Christopher Anderson, Université Wilfrid Laurier, « Le Canada comme pays de déplacement/refuge : l’influence du contexte colonial de peuplement sur les politiques et politiques canadiennes en matière de réfugiés »
Christopher G. Anderson est professeur agrégé de science politique à l'Université Wilfrid Laurier. Ses enseignements et ses recherches portent sur la politique canadienne, notamment en ce qui concerne l'immigration, les réfugiés, la citoyenneté et le multiculturalisme.
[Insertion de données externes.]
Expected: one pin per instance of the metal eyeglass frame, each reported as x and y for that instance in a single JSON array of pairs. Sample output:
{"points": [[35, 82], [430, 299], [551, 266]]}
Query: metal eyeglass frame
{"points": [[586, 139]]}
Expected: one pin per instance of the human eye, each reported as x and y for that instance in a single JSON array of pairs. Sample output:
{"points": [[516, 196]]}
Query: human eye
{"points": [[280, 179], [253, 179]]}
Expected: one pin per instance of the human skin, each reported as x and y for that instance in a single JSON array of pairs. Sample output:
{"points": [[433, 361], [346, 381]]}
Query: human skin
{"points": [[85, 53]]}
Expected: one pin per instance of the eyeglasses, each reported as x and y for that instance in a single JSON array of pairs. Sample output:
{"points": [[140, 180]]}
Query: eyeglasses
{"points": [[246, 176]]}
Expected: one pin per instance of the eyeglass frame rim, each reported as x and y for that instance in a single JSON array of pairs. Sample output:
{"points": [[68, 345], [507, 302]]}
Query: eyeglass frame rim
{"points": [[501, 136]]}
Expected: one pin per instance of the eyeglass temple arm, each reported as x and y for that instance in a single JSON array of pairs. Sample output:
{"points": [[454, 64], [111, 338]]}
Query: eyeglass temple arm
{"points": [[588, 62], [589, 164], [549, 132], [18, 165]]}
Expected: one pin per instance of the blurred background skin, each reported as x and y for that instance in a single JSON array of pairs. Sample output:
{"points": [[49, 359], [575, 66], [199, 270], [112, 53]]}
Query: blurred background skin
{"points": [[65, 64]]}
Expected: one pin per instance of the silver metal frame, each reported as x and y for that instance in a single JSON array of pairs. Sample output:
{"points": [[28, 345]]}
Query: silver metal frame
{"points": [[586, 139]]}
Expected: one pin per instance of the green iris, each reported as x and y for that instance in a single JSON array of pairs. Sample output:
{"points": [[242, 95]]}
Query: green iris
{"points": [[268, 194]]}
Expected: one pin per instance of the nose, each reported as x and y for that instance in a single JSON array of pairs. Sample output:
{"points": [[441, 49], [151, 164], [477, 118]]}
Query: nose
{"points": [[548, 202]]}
L'année 1967 a marqué le début d'une nouvelle perception du Canada comme pays refuge, qui a trouvé sa plus explicite validation deux décennies plus tard, en 1986, lorsque le peuple canadien s'est vu décerner le prestigieux Prix Nansen pour les réfugiés du HCR, en reconnaissance de son rôle dans la réinstallation de milliers de réfugiés d'Asie du Sud-Est. Avec plus d’un million de réfugiés réinstallés au Canada depuis le centenaire du pays, cette perception demeure un élément important de la façon dont le Canada et les Canadiens se perçoivent et se présentent les uns aux autres et au monde. Bien que les irrégularités et les limites de la réponse canadienne aux réfugiés au cours des 50 dernières années soient souvent soulignées, l’idée du Canada comme pays refuge demeure un outil rhétorique et politique puissant – comme l’a clairement démontré, par exemple, le mouvement des réfugiés syriens. Prolongeant les travaux antérieurs qui exploraient les tensions inhérentes à la réponse canadienne aux réfugiés, tensions découlant du contexte libéral-démocratique dans lequel elle s’inscrit, cet article approfondit l’étude des origines et de la réalité du colonialisme de peuplement qui définissent le Canada comme un pays de déplacement. En replaçant les politiques canadiennes en matière de réfugiés dans ce contexte, l’histoire coloniale du pays est maintenue au centre de l’analyse, les formes et les fondements séculaires de l’« altérisation » au sein du discours et de la pratique canadiens sont rendus plus visibles, et la possibilité de développer des mécanismes alternatifs d’offre de refuge qui cherchent à reconnaître et à honorer les histoires et les modes de connaissance autochtones est rendue possible.